Proper way to deal with database connectivity issue

I getting below error on trying to connect with the database :
A network-related or instance-specific error occurred while
establishing a connection to SQL Server. The server was not found or
was not accessible. Verify that the instance name is correct and that
SQL Server is configured to allow remote connections. (provider: Named
Pipes Provider, error: 40 - Could not open a connection to SQL Server)
Now sometimes i get this error and sometimes i dont so for eg:When i run my program for the first time,it open connection successfully and when i run for the second time i get this error and the next moment when i run my program again then i dont get error.
When i try to connect to same database server through SSMS then i am able to connect successfully but i am getting this network issue in my program only.
Database is not in my LOCAL.Its on AZURE.
I dont get this error with my local database.
Code :
public class AddOperation
{
public void Start()
{
using (var processor = new MyProcessor())
{
for (int i = 0; i < 2; i++)
{
if(i==0)
{
var connection = new SqlConnection("Connection string 1");
processor.Process(connection);
}
else
{
var connection = new SqlConnection("Connection string 2");
processor.Process(connection);
}
}
}
}
}
public class MyProcessor : IDisposable
{
public void Process(DbConnection cn)
{
using (var cmd = cn.CreateCommand())
{
cmd.CommandText = "query";
cmd.CommandTimeout = 1800;
cn.Open();//Sometimes work sometimes dont
using (var reader = cmd.ExecuteReader(CommandBehavior.CloseConnection))
{
//code
}
}
}
}
So i am confused with 2 things :
1) ConnectionTimeout : Whether i should increase connectiontimeout and will this solve my unusual connection problem ?
2) Retry Attempt Policy : Should i implement retry connection mechanism like below :
public static void OpenConnection(DbConnection cn, int maxAttempts = 1)
{
int attempts = 0;
while (true)
{
try
{
cn.Open();
return;
}
catch
{
attempts++;
if (attempts >= maxAttempts) throw;
}
}
}
I am confused with this 2 above options.
Can anybody please suggest me what would be the better way to deal with this problem?

Use a new version of .NET (4.6.1 or later) and then take advantage of the built-in resiliency features:
ConnectRetryCount, ConnectRetryInterval and Connection Timeout.
See the for more info: https://learn.microsoft.com/en-us/azure/sql-database/sql-database-connectivity-issues#net-sqlconnection-parameters-for-connection-retry

All applications that communicate with remote service are sensitive to transient faults.
As mentioned in other answers, if your client program connects to SQL Database by using the .NET Framework class System.Data.SqlClient.SqlConnection, use .NET 4.6.1 or later (or .NET Core) so that you can use its connection retry feature.
When you build the connection string for your SqlConnection object, coordinate the values among the following parameters:
ConnectRetryCount: Default is 1. Range is 0 through 255.
ConnectRetryInterval: Default is 1 second.

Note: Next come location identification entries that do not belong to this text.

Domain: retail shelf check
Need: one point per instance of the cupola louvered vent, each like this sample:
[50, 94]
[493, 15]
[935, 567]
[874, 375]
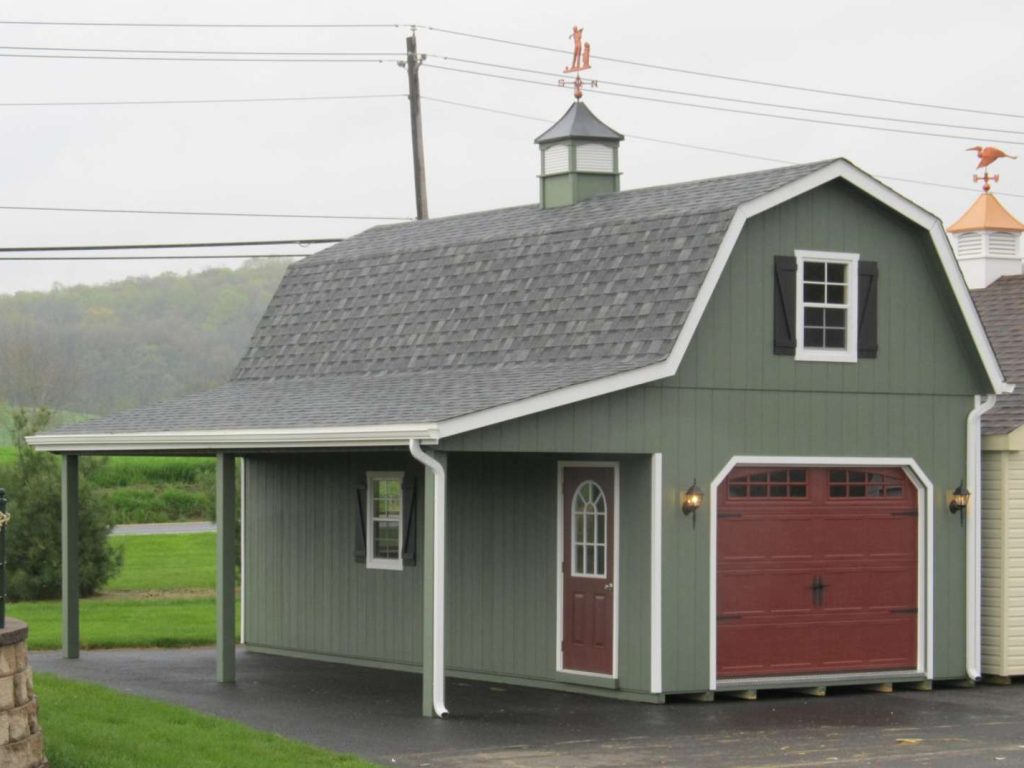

Range is 1 through 60.
Connection Timeout: Default is 15 seconds. Range is 0 through 2147483647.
Specifically, your chosen values should make the following equality true:
Connection Timeout = ConnectRetryCount * ConnectionRetryInterval
Now, Coming to option 2, when you app has custom retry logic, it will increase total retry times - for each custom retry it will try for ConnectRetryCount times. e.g. if ConnectRetryCount = 3 and custom retry = 5, it will attempt 15 tries. You might not need that many retries.
If you only consider custom retry vs Connection Timeout:
Connection Timeout occurs usually due to lossy network - network with higher packet losses (e.g. cellular or weak WiFi) or high traffic load. It's up to you choose best strategy of using among them.
Below guidelines would be helpful to troubleshoot transient errors:
https://learn.microsoft.com/en-us/azure/sql-database/sql-database-connectivity-issues
https://learn.microsoft.com/en-in/azure/architecture/best-practices/transient-faults

As you can read here a retry logic is recommended even for a SQL Server installed on an Azure VM (IaaS).
FAULT HANDLING: Your application code includes retry logic and
transient fault handling? Including proper retry logic and transient
fault handling remediation in the code should be a universal best
practice, both on-premises and in the cloud, either IaaS or PaaS. If
this characteristic is missing, application problems may raise on both
Azure SQLDB and SQL Server in Azure VM, but in this scenario the
latter is recommended over the former.
An incremental retry logic is recommended.
There are two basic approaches to instantiating the objects from the application block that your application requires. In the first approach, you can explicitly instantiate all the objects in code, as shown in the following code snippet:
var retryStrategy = new Incremental(5, TimeSpan.FromSeconds(1),
TimeSpan.FromSeconds(2));
var retryPolicy =
new RetryPolicy<SqlDatabaseTransientErrorDetectionStrategy>(retryStrategy);
In the second approach, you can instantiate and configure the objects from configuration data as shown in the following code snippet:
// Load policies from the configuration file.
// SystemConfigurationSource is defined in
// Microsoft.Practices.EnterpriseLibrary.Common.
using (var config = new SystemConfigurationSource())
{
var settings = RetryPolicyConfigurationSettings.GetRetryPolicySettings(config);
// Initialize the RetryPolicyFactory with a RetryManager built from the
// settings in the configuration file.
RetryPolicyFactory.SetRetryManager(settings.BuildRetryManager());
var retryPolicy = RetryPolicyFactory.GetRetryPolicy
<SqlDatabaseTransientErrorDetectionStrategy>("Incremental Retry Strategy");
...
// Use the policy to handle the retries of an operation.
}
For more information, please visit this documentation.

Consider using Polly.
You could use a simple piece of code like -
RetryPolicy retryPolicy = Policy.Handle<Exception>()
.WaitAndRetry(3, retryAttempt =>
TimeSpan.FromSeconds(retryAttempt));
var result = retryPolicy.Execute(() => someClass.DoSomething());
This will retry the request up to three times.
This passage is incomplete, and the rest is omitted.